I'd consider swapping my TiVo out (given its really crappy slow performance lately, lack of digital audio or video, and monthly fees) but it's easy to use and having to go thru config hell wouldn't be worth it for me if I didn't get anything nifty in terms of features..
Until then, I'm stuck with consulting the massive tome of Myth links I've collected over the years, half of which are out-of-date, or unmaintained (although the official docs are a good effort). Would be nice if O'Reilly brought their professionalism to it.
One thing I've never figured out - why aren't there more companies mass-marketting and selling these?
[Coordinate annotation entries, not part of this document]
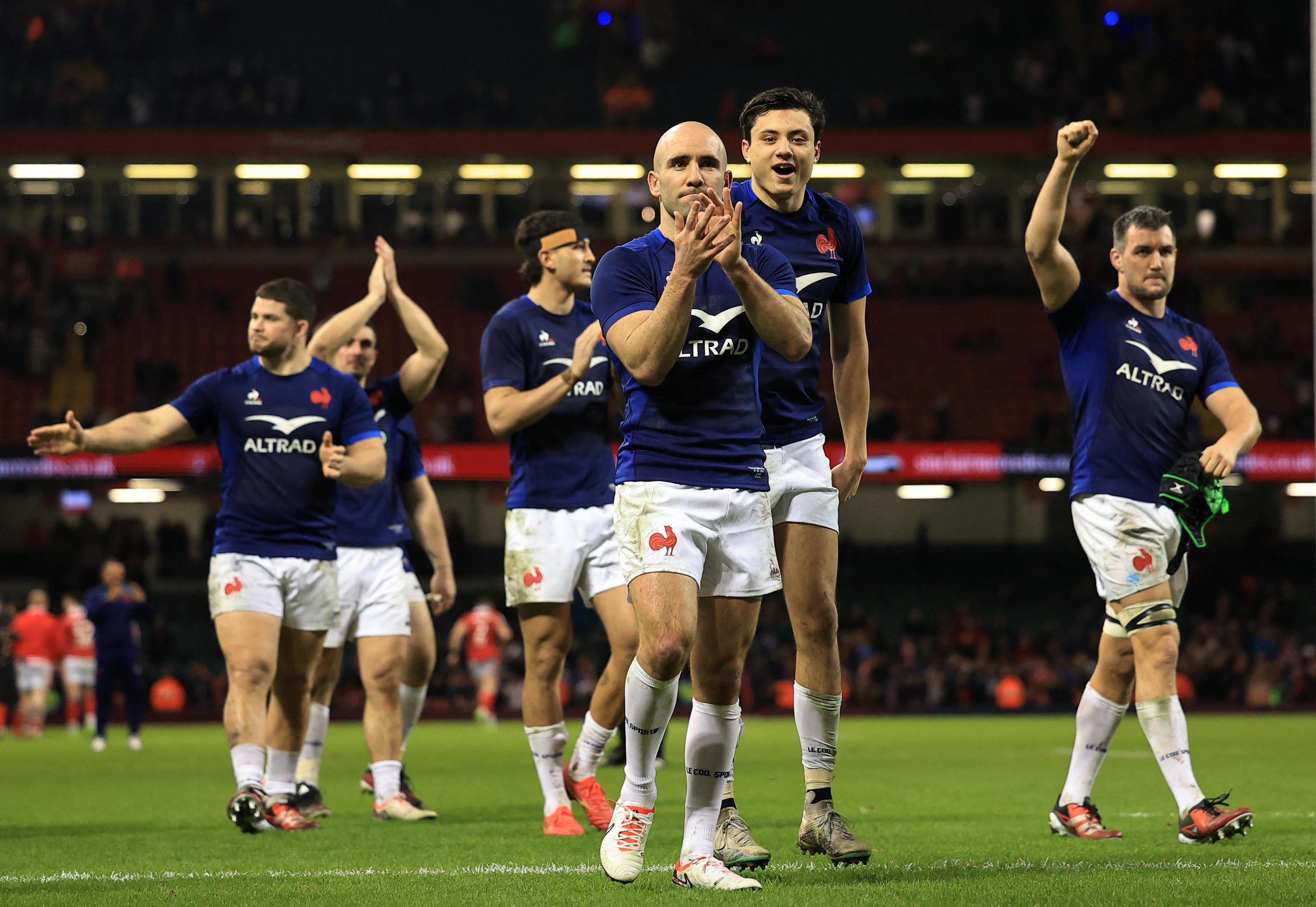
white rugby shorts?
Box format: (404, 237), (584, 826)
(208, 554), (338, 631)
(616, 482), (782, 599)
(503, 504), (627, 607)
(1070, 495), (1188, 637)
(763, 434), (841, 532)
(13, 658), (53, 693)
(325, 545), (411, 649)
(59, 655), (96, 687)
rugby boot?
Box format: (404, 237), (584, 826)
(1179, 794), (1252, 844)
(375, 794), (438, 821)
(227, 785), (270, 835)
(599, 803), (654, 884)
(713, 805), (773, 869)
(292, 781), (333, 819)
(1046, 797), (1124, 841)
(798, 800), (872, 866)
(671, 857), (763, 891)
(265, 794), (320, 832)
(562, 769), (612, 832)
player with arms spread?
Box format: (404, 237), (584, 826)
(713, 88), (872, 869)
(480, 211), (635, 835)
(1024, 120), (1261, 844)
(592, 122), (812, 890)
(288, 237), (454, 821)
(28, 278), (385, 833)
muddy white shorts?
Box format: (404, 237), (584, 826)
(503, 504), (627, 607)
(763, 434), (841, 532)
(325, 545), (411, 649)
(59, 655), (96, 687)
(1070, 495), (1188, 637)
(616, 482), (782, 599)
(208, 554), (338, 631)
(13, 658), (53, 693)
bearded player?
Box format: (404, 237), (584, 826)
(1024, 120), (1261, 844)
(592, 122), (812, 890)
(28, 278), (387, 833)
(298, 237), (453, 821)
(480, 211), (635, 836)
(714, 88), (872, 869)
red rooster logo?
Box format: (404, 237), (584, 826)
(649, 527), (676, 557)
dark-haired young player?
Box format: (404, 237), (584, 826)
(716, 88), (872, 868)
(1024, 120), (1261, 844)
(592, 122), (811, 890)
(28, 278), (385, 833)
(298, 237), (454, 821)
(480, 211), (637, 835)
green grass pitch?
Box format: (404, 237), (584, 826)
(0, 715), (1316, 907)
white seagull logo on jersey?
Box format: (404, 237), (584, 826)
(543, 355), (608, 369)
(689, 306), (745, 334)
(1124, 339), (1198, 375)
(795, 271), (836, 291)
(246, 413), (329, 434)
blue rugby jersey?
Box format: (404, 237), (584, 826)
(172, 355), (379, 561)
(480, 296), (615, 511)
(732, 181), (872, 448)
(334, 375), (412, 548)
(1048, 280), (1238, 504)
(589, 230), (795, 491)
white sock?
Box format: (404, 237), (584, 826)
(398, 683), (429, 753)
(1138, 696), (1206, 816)
(298, 702), (329, 787)
(229, 744), (265, 787)
(1061, 683), (1129, 805)
(795, 683), (841, 803)
(617, 658), (681, 810)
(265, 746), (300, 797)
(525, 721), (571, 816)
(370, 759), (403, 805)
(681, 699), (740, 858)
(567, 712), (617, 781)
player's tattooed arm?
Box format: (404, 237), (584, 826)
(306, 254), (388, 362)
(1200, 387), (1261, 479)
(1024, 120), (1096, 309)
(375, 236), (447, 403)
(28, 403), (196, 457)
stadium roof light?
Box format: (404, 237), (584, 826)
(571, 163), (649, 179)
(457, 163), (534, 179)
(896, 484), (956, 500)
(9, 163), (87, 179)
(347, 163), (424, 179)
(1102, 163), (1179, 179)
(124, 163), (196, 179)
(1214, 163), (1288, 179)
(233, 163), (311, 179)
(900, 163), (974, 179)
(109, 489), (164, 504)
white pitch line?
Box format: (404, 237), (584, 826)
(0, 860), (1316, 884)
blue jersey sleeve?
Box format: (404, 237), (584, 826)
(1198, 328), (1238, 402)
(339, 378), (383, 445)
(589, 246), (655, 337)
(830, 208), (872, 304)
(170, 371), (220, 434)
(480, 317), (526, 391)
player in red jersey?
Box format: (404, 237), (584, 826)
(447, 599), (512, 724)
(9, 588), (62, 737)
(59, 595), (96, 733)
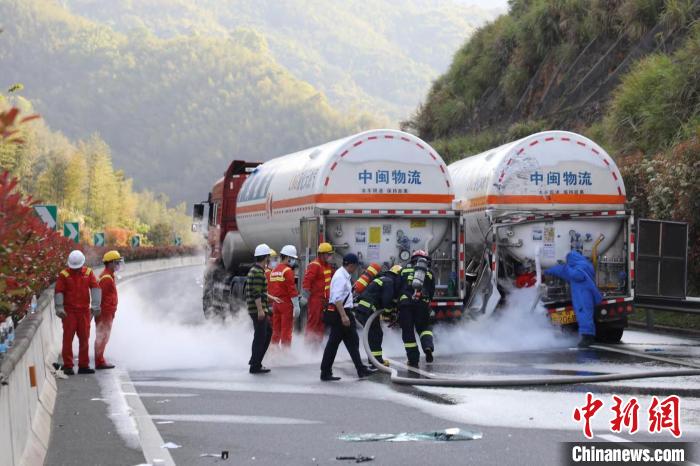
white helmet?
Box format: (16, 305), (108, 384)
(280, 244), (298, 259)
(253, 243), (272, 257)
(68, 249), (85, 269)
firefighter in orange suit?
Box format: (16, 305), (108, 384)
(301, 243), (333, 343)
(95, 251), (122, 370)
(54, 250), (102, 375)
(268, 245), (301, 346)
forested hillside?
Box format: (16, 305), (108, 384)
(64, 0), (495, 122)
(405, 0), (700, 292)
(0, 0), (371, 202)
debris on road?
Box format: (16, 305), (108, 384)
(338, 427), (483, 442)
(335, 455), (374, 463)
(199, 450), (228, 460)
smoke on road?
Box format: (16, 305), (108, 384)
(102, 269), (576, 370)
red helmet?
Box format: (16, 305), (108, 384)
(411, 249), (430, 260)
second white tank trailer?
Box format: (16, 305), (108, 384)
(448, 131), (634, 342)
(231, 130), (466, 310)
(208, 130), (634, 341)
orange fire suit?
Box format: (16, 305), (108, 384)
(55, 267), (99, 369)
(267, 264), (299, 346)
(301, 259), (333, 342)
(95, 269), (118, 367)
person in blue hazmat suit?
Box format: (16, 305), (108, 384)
(544, 251), (603, 348)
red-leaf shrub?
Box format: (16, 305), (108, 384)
(0, 172), (73, 321)
(0, 172), (201, 322)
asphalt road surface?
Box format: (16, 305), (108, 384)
(46, 267), (700, 466)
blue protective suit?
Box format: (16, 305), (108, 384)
(544, 251), (603, 336)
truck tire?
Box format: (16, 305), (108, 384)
(202, 274), (216, 318)
(595, 326), (625, 343)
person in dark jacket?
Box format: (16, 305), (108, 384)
(544, 251), (603, 348)
(398, 250), (435, 367)
(355, 265), (401, 364)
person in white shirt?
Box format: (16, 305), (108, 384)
(321, 254), (376, 381)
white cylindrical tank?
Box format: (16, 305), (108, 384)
(236, 130), (454, 263)
(448, 131), (626, 266)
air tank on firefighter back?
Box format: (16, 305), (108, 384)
(448, 131), (626, 267)
(236, 130), (454, 263)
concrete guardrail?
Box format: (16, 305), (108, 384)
(0, 255), (204, 466)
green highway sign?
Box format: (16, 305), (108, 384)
(63, 222), (80, 243)
(34, 205), (58, 230)
(92, 233), (105, 246)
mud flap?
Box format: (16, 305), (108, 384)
(466, 255), (501, 316)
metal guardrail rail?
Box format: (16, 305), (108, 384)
(634, 296), (700, 314)
(634, 296), (700, 330)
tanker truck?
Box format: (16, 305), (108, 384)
(194, 130), (466, 321)
(448, 131), (635, 342)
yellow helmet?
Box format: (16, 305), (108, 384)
(318, 243), (333, 254)
(102, 251), (122, 262)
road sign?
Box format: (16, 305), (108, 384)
(92, 233), (105, 246)
(63, 222), (80, 243)
(34, 205), (58, 230)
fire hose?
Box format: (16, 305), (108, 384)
(362, 310), (700, 388)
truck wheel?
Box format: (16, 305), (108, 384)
(595, 327), (625, 343)
(228, 281), (245, 315)
(202, 279), (216, 318)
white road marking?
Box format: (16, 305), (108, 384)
(596, 434), (700, 466)
(124, 393), (199, 398)
(151, 414), (322, 425)
(120, 372), (175, 466)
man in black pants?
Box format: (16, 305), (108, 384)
(246, 244), (272, 374)
(321, 254), (375, 381)
(356, 265), (401, 365)
(399, 250), (435, 367)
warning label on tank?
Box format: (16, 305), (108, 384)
(542, 222), (556, 259)
(367, 244), (379, 262)
(532, 227), (543, 241)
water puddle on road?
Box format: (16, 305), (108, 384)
(338, 427), (484, 442)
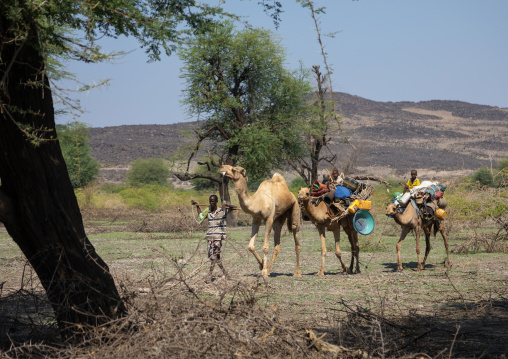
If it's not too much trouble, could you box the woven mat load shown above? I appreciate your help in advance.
[306,174,377,223]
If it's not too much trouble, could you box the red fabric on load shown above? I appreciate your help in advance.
[310,188,328,197]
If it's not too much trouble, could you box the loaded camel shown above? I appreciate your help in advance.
[219,165,302,278]
[386,203,451,272]
[298,187,360,275]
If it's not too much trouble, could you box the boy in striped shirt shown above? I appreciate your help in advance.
[191,194,232,281]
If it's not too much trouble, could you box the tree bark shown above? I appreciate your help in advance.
[0,14,126,336]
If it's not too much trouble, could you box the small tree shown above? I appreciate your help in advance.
[176,22,311,201]
[127,158,170,187]
[56,122,99,188]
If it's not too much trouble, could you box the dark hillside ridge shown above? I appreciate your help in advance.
[90,93,508,178]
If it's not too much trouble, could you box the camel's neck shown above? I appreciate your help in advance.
[233,180,252,213]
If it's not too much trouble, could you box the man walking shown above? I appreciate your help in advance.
[191,194,233,281]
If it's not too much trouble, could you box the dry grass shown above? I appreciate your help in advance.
[0,201,508,359]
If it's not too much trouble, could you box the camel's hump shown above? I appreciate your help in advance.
[272,173,286,183]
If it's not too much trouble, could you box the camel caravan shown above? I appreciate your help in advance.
[219,165,450,278]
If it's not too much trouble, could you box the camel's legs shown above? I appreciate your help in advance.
[395,227,410,272]
[344,216,361,273]
[415,226,423,270]
[267,217,285,275]
[261,218,273,278]
[288,203,302,277]
[349,230,361,273]
[293,227,302,277]
[333,227,347,273]
[422,225,432,269]
[317,226,326,275]
[249,220,263,269]
[438,221,452,268]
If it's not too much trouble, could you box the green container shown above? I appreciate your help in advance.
[353,209,374,236]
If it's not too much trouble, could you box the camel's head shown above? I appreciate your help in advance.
[385,203,399,217]
[219,165,247,181]
[298,187,310,201]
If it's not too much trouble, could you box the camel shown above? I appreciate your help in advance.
[219,165,302,278]
[386,203,451,272]
[298,188,361,275]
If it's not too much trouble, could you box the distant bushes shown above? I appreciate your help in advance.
[127,158,170,187]
[56,122,99,188]
[471,157,508,188]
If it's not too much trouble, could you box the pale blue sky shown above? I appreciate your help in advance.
[57,0,508,127]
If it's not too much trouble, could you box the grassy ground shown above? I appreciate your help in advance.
[0,211,508,357]
[0,184,508,358]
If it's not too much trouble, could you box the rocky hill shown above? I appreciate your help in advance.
[90,93,508,181]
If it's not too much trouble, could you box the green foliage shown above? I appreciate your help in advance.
[56,122,99,188]
[179,23,311,178]
[191,157,218,191]
[497,157,508,171]
[127,158,170,187]
[472,167,494,187]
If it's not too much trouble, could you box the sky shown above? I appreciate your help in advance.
[57,0,508,127]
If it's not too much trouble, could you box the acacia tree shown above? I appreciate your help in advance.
[175,22,311,201]
[0,0,230,335]
[288,66,341,183]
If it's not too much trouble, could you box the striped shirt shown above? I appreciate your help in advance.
[206,207,229,241]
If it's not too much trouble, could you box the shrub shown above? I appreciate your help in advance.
[119,184,170,211]
[127,158,170,187]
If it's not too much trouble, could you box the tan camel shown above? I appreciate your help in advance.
[298,188,360,275]
[219,165,302,278]
[386,203,451,271]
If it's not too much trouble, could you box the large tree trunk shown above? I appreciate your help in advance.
[0,14,126,335]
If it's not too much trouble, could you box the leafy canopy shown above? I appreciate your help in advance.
[179,22,312,178]
[56,122,99,188]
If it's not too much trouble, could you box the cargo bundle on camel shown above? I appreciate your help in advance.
[298,170,387,275]
[386,181,451,271]
[310,170,380,235]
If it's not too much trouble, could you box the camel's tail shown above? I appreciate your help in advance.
[287,202,301,232]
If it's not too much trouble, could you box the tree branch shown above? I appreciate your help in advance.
[173,173,222,183]
[0,189,16,224]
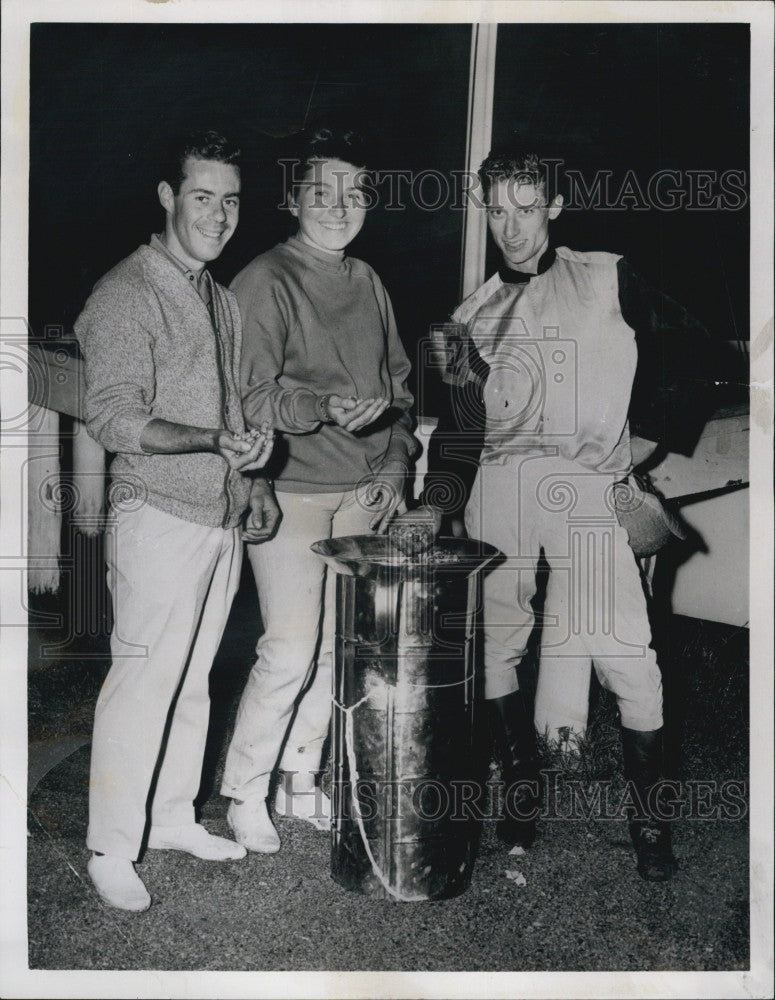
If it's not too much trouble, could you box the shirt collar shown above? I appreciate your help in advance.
[150,233,210,298]
[498,243,557,285]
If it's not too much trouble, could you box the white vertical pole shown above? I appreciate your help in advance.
[27,403,62,594]
[460,24,498,299]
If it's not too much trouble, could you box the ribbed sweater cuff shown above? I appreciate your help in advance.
[294,390,320,429]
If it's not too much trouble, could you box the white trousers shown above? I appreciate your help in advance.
[221,492,375,799]
[465,456,662,736]
[86,505,242,861]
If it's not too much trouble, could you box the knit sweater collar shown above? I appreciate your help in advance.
[285,233,350,274]
[498,243,557,285]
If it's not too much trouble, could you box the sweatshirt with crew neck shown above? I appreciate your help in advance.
[231,236,417,493]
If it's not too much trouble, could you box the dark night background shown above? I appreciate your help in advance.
[29,24,749,411]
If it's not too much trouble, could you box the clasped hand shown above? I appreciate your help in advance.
[216,425,274,472]
[326,393,388,434]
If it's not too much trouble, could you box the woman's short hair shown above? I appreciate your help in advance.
[285,124,373,198]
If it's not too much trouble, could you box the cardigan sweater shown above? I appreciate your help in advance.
[231,237,418,493]
[75,240,250,528]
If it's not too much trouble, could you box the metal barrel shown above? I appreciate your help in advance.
[313,536,497,902]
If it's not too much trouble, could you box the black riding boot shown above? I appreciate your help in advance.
[622,726,678,882]
[488,691,541,847]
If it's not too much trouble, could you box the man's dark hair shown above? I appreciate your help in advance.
[479,148,562,205]
[285,124,373,198]
[162,129,242,194]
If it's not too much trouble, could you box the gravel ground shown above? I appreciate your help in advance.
[28,580,749,971]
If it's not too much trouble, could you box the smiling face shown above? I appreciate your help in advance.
[289,160,366,254]
[487,177,562,274]
[159,157,240,271]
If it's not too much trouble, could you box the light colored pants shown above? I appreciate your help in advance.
[465,456,662,735]
[221,492,375,799]
[86,505,242,861]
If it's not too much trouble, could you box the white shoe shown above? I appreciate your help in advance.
[226,795,280,854]
[148,823,247,861]
[274,782,331,833]
[86,854,151,913]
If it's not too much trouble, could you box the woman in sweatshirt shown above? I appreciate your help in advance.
[222,128,417,853]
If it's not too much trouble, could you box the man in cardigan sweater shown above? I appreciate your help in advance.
[75,132,272,910]
[421,150,720,881]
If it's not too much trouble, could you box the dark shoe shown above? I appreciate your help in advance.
[488,691,541,847]
[622,727,678,882]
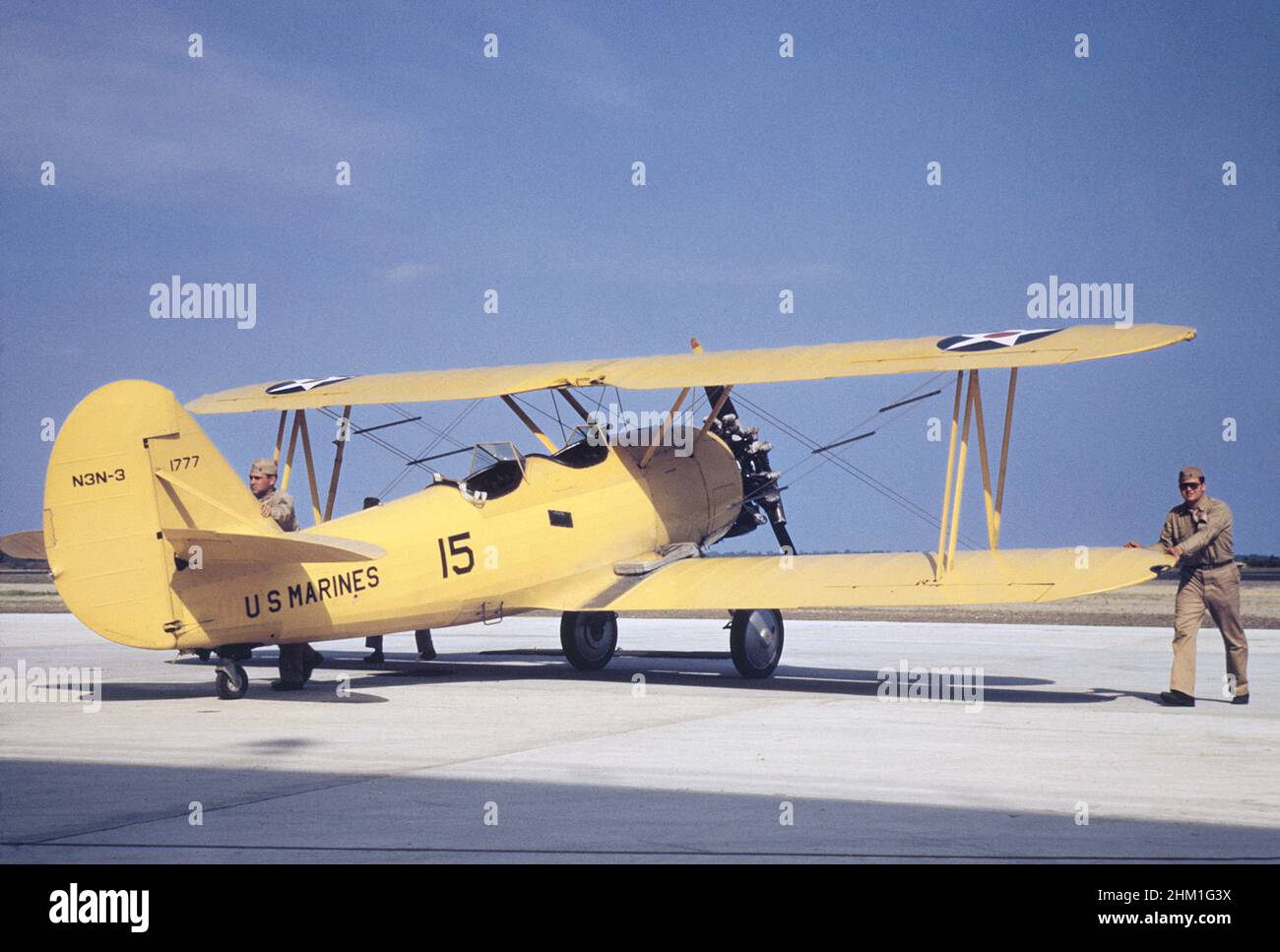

How come say, Phillips or some other company hasn't picked this up and prettified it to sell to the end consumer who's never heard of Linux? (It's not like companies haven't taken Linux and put it inside devices to sell to the "Just Works" crowd - all that embedded stuff, for example, a lot of routers/firewall products etc.)
Looking at the article, I'd have to say it rates 5 out of 5 - truly up to O'Reilly's normal standards - well set out, doesn't talk down to users, and pretty pictures...*in colour* (man...talk about innovation...I have *never* seen a colour O'Reilly article/book...althought since this is /., I give it 5 mins before somebody finds one, in some random alternative universe somewhere).
This is the second article in as many days about something that that already has had 2,000 articles written about it.
"Results 1 - 10 of about 30,400 for build mythtv box. (0.28 seconds)"
Interestingly enough, the O'Reilly article is the #1 Google hit, and it has a publication date of 6/22. Today is 6/28. Wow, that's pretty fast!
9)No loss of features- you won't see disappearing features like 30 second skip.
this is one of the biggies i think. new products become popular for their features, then they become cheap when they cut those features.
I hate to be the barer of bad news... however more and more cable companies, at least here in the US are moving towards having most, if not all of their digital offerings encrypted.
Buying a QAM demodulator is easy, getting it to decode an encrypted cable network is not, and such cards that are capable of this sort of work on cable are... really non existent.
While such a PVR is nice, if you want HD programming, you are effectively limiting yourself to OTA ATSC stuff, which as we know is pretty feeble and will remain that way, just as OTA analog tv was feeble, as an encouragement to have you spend a few bucks a month for more channels through your local cable company.
Don't even get me started on the subject of QPSK (the modulation method used for digital satellite television).